COVID-19: Gov't to meet Thursday on extending lockdown, airport closure

Israel land borders are going to close on Thursday • Patients in serious condition still over 1,100, as hospitals struggle with overload • 35-year-olds will be able to get vaccinated

A wintery storm of rain and hail hits Jerusalem, Israel (photo credit: MARC ISRAEL SELLEM)
A wintery storm of rain and hail hits Jerusalem, Israel
(photo credit: MARC ISRAEL SELLEM)
Israel’s land borders are going to close on Thursday morning, the Interior Ministry announced Wednesday. The move is motivated by the attempt to prevent the new highly infectious coronavirus variants from entering the country.
The government is also going to meet on Thursday to discuss extending the lockdown and the closure of the sky, which are due to end on January 31.
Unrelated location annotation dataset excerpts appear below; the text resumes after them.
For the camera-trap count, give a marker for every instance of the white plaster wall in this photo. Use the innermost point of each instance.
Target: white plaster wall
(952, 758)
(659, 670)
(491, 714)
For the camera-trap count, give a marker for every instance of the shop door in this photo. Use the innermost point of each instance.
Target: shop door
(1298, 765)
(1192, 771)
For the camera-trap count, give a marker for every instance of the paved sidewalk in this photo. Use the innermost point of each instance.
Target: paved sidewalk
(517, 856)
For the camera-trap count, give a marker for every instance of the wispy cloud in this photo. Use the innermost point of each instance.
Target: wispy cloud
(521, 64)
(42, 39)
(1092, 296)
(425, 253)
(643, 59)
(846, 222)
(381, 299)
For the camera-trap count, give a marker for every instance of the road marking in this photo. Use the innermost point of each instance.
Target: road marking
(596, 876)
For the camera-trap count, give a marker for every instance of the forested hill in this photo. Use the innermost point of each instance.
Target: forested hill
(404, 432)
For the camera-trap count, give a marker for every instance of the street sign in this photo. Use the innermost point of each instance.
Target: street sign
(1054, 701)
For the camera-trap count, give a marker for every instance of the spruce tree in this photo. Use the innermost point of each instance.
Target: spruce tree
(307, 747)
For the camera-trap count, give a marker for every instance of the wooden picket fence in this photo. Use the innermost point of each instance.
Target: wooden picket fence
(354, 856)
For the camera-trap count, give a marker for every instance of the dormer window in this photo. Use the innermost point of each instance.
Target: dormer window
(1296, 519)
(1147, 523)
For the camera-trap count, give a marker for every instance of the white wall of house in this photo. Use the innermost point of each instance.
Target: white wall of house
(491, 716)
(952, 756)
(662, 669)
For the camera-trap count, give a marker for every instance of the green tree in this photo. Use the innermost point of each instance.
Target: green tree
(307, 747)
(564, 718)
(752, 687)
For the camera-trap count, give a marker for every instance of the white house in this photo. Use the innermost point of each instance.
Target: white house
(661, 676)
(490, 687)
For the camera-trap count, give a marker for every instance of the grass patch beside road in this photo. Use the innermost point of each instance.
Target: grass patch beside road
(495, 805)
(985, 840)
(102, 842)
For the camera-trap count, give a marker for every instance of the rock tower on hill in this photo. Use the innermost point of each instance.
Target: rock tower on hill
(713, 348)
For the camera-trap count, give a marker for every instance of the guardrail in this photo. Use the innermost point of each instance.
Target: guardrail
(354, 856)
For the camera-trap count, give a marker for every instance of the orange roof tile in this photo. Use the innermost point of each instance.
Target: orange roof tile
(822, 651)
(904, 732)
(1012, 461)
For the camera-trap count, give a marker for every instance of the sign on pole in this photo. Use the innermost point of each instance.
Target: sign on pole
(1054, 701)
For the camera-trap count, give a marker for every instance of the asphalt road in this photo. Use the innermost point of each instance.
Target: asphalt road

While visiting a vaccination center in Sderot with Health Minister Yuli Edelstein, Prime Minister Benjamin Netanyahu vowed to prolong both measures to protect Israel from the variants.
“We will decide for how long based on the morbidity rate,” he said.
Earlier in the day, the Health Ministry reported that Israel registered a slight decrease in new daily cases on Tuesday, while the number of serious and ventilated patients remains high.
Some 7,756 new cases of the novel coronavirus were reported, with 9.6% of tests returning positive. As of Wednesday night, 1,160 patients were in serious condition and 316 were on ventilators. The death toll stood at 4,574, with over 1,200 people passing away from the virus since the beginning of January.
The ministry is pushing for extending the restrictive measures by at least one week to see a more significant reduction in numbers and to relieve the overloaded hospital system.
For several days, ambulances have found it increasingly difficult to find available beds to evacuate the sick. In some areas of the country, the situation was exacerbated by a deep financial crisis that has severely limited the ability of several public hospitals to operate.
On Thursday night the hospitals – Jerusalem’s Shaare Zedek Medical Center and Hadassah-University Medical Center, Netanya’s Laniado Medical Center, Bnei Brak’s Mayanei Hayeshua Medical Center and three hospitals in Nazareth, announced that they had reached an agreement with the Finance Ministry, a move that might help to improve the health system’s situation in some areas of the country.
Ahead of the cabinet meeting on Thursday, the forces that sit in the government appear deeply divided on the approach to maintain, with Blue and White ministers demanding a society-wide increase in law enforcement before agreeing to convene the cabinet to discuss postponing the end of the current restrictions.
“Either everyone is to abide by the lockdown, or there will be no lockdown. Let it be clear to the schemers from the Likud: Blue and White will not give up on the fact that all educational institutions throughout the country will need to be closed,” the party’s Twitter account posted on Wednesday morning, as the Knesset Constitution, Law and Justice Committee met to discuss a bill proposing an increase in fines for violating coronavirus measures.
 “Unlike Netanyahu, we have responsibility,” the post continued. “We will not allow irresponsible policies motivated by political interests which cost human lives. The law for Herzliya is also the law for Bnei Brak,” The statement referred to the numerous accidents involving ultra-Orthodox institutions opening in spite of the prohibition.
Health officials hope that extending the lockdown will buy more time for Israel to reach a higher number of immunized citizens.
The country continues to inoculate about 200,000 people a day. As of Wednesday evening, 2,804,041 Israelis had received their first dose of coronavirus vaccine and 1,448,827 had received the second dose. The Health Ministry announced that starting on Thursday, people as young as 35 will be able to set an appointment to be inoculated.
Israeli authorities had hoped that by now, the morbidity in the country would have dropped due to the vaccination campaign.
However, the new variants appear to have dramatically increased the ability of the virus to infect, as well as the severity of the disease among those infected.
While experts are confident that the vaccine is effective against the British mutation, which is currently prevalent in the country, some are casting doubts about the South African and the Brazilian ones.
“We are troubled by the South African and Brazilian variants. With the Brazilian strain there is a concern that it is resistant to the vaccine, and we do not yet have a final result regarding this,” Deputy Director of the Health Ministry’s Department of Epidemiology, Dr. Roy Singer, said during the meeting of the Knesset Committee.